Graft-versus-host disease (GVHD) is a major limitation of bone marrow transplantation (BMT) and accounts for 25% of transplant-related mortality (1). Acute graft-versus-host disease (AGVHD) is a T cell-mediated disease affecting multiple target organs including the skin. The mechanism of the disease is complex and largely depends upon a histocompatibility antigenic difference between donor and recipient, involving both immunocompetent cells and cytokines, which can initiate apoptosis and necrosis of host tissue (2).
Since heat shock proteins (hsps) were first discovered (3) in 1962, they have been increasingly associated with immunopathologic phenomena, suggesting a possible role in the biology of GVHD. Hsps are evolutionarily conserved molecules that exist in virtually all mammalian, bacterial, and plant cells and that function as molecular chaperones to assist in protein folding, repair, and translocation (4). Increased synthesis of hsps can occur in response to a variety of stimuli including hyperthermia, glucose deprivation, and inflammation (5).
Hsps are characterized by molecular weight. Heat shock protein (hsp70) has two forms. Constitutive hsp70 is present in the cell at low levels and is not usually increased in situations of cellular stress, acting as a molecular chaperone within the normal cellular environment. Increased expression of inducible hsp70, on the other hand, occurs in response to stresses placed upon the cell (5).
Hsps are highly immunogenic, and it has been postulated that they could play a role in both innate and adaptive immunity, eliciting an immune response by acting as self-antigens expressed in a tissue-specific manner, containing regions that act as foreign epitopes, and presenting foreign antigens to the immune system (6).
Immune reactivity against hsps has been described in autoimmune disorders including rheumatoid arthritis (7) and multiple sclerosis (8). Studies postulate that exposure to microbial hsps can prevent immunologic tolerance by the stimulation of cross-reactive T cells that respond to hsp epitopes shared by both microbe and host, which can result in autoimmunity (5). Hsps have also been implicated in the stimulation and regulation of both proinflammatory and immunoregulatory cytokines (9,10).
Increases in hsp expression have been associated with transplant rejection in rejected skin grafts in wild-type mice (11) and in human kidney undergoing rejection (12).
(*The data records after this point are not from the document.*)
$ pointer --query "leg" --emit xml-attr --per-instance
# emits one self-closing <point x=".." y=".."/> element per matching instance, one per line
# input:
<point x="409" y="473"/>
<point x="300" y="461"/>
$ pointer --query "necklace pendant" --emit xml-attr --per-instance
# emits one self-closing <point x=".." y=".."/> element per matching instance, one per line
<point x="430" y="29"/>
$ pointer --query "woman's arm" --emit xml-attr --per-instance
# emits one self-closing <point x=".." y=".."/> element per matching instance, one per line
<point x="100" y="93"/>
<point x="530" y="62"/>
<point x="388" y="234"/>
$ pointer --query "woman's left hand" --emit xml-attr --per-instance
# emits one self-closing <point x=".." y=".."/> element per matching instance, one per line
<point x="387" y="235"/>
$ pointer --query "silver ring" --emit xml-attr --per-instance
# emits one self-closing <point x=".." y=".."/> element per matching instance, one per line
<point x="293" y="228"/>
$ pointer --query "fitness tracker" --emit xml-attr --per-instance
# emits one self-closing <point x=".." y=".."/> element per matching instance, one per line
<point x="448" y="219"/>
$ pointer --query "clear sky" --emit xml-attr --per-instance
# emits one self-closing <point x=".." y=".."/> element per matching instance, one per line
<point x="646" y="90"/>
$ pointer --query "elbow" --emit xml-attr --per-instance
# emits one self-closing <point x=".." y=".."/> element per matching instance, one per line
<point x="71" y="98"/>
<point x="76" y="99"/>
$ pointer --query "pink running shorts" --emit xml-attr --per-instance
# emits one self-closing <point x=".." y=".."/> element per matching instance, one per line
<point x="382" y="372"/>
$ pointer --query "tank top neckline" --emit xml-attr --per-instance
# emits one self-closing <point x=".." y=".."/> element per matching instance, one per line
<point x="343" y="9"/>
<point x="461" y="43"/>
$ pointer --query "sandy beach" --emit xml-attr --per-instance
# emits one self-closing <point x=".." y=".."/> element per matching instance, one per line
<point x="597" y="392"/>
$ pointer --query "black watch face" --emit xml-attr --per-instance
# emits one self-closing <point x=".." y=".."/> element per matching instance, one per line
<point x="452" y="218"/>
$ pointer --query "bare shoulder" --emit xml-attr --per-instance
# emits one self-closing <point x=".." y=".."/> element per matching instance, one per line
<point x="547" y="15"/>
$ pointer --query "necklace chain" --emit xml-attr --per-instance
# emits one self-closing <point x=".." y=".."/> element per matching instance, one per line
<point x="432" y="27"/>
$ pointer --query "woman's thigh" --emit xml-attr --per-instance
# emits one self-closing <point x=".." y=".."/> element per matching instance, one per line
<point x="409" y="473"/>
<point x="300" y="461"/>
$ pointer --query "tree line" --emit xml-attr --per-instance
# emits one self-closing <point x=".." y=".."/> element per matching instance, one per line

Elevated levels of hsp70 have also been observed in the lymph nodes and spleen of rats induced with acute lethal GVHD (13). More recently, antibodies to hsp70 have been associated with GVHD in peripheral blood stem-cell transplantation (14).
The human in vitro skin explant model has been successfully used for predicting AGVHD in HLA-matched sibling BMT (15,16). The model has also been used to investigate possible mechanisms involved in the pathogenesis of AGVHD (17), including the role of minor histocompatibility antigens (18). Recent data strongly suggest a target organ specificity of GVHD-related tissue damage and that the main target cells for GVHD are keratinocytes (19).
Our investigation aimed to correlate the expression of hsp70 with the severity of graft-versus-host reactions (GVHR) in skin sections generated from the human skin explant model. We compared the histopathologic evaluation of GVHR in patient skin biopsy specimens with the level of hsp expression using both immunohistochemistry and immunofluorescence. This investigation aimed to establish whether hsps could play a possible role in the pathogenesis of AGVHD and if they could provide an additional predictive indicator for the severity of clinical AGVHD and chronic graft-versus-host disease (CGVHD).